Gail Gregg held a unique position as the first lady of Murdoch's biggest competitor, the Sulzberger clan who controlled the
New York Times.
She and her husband had fallen in love when they were both young aspiring journalists, in the days when, thanks to Woodward and Bernstein, journalism was steeped in romanticism. After Nixon's fall, reporting was glamorous; the country had loved the Fourth Estate. The adoration was short-lived.

It was no longer easy to enjoy being a member of America's most powerful publishing dynasty, reigning as Manhattan's all-but-official royal family. Online competitors mocked the self-importance of the once unassailable
Times
from cyberspace as the accountants forecast the demise of the entire newspaper industry.

Many of the other guests at the dinner party were also under siege and uncertain. Technology was upending the old monopolistic industry models, which had made newspapers one of America's great businesses. Media companies were collapsing as the nation fell out of love with publications upon which they once depended. Readers' patience was wearing thin. They had continued to subscribe to papers they perceived as lifeless, drained by their corporate owners of local muckraking, voice, excitement, individuality. Scores of papers across the country were closed or clinging to diminished existence, though the news—wars, terrorism, economic disaster—was more epochal than ever.

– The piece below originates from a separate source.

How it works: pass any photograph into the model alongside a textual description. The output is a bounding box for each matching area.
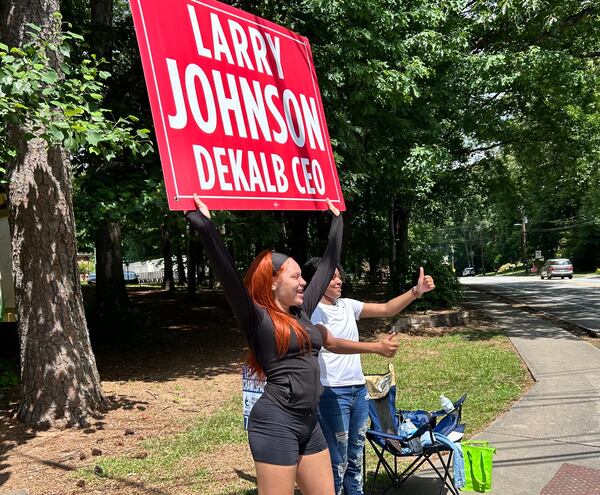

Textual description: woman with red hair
[186,195,398,495]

Even the proud Sulzbergers seemed insecure. Gail's entrance to the festivities didn't cause the guests to look up as quickly as it once would have. Yet, despite her earlier temptation to brave the waters of the Hudson, she was too tactful to make any sort of scene. Instead, as she spied Murdoch, she slipped off her shoes so she wouldn't scuff the gleaming white deck of the yacht, pulled her lips into a smile, and made her way on board.

 

The year had been terrible for the
Times
with an ever diminishing paying readership and plummeting ad revenues. (The company would end up mortgaging its new headquarters, taking a usurious loan from Carlos Slim Helú, a Mexican billionaire.) Still, the Sulzbergers saw themselves as survivors. Among old-fashioned American journalism's most serious advocates, they were nearly unapproachable, closely engaged in the business, influential with editorials and endorsements, and involved in a modernization of the paper. But would they, too, be unseated? Would Murdoch or another usurper set his sights on their old Grey Lady? Would his ownership of their rival, the only other truly nationally influential paper, damage the
Times
by forcing it to become more commercial, or further weaken its already addled business?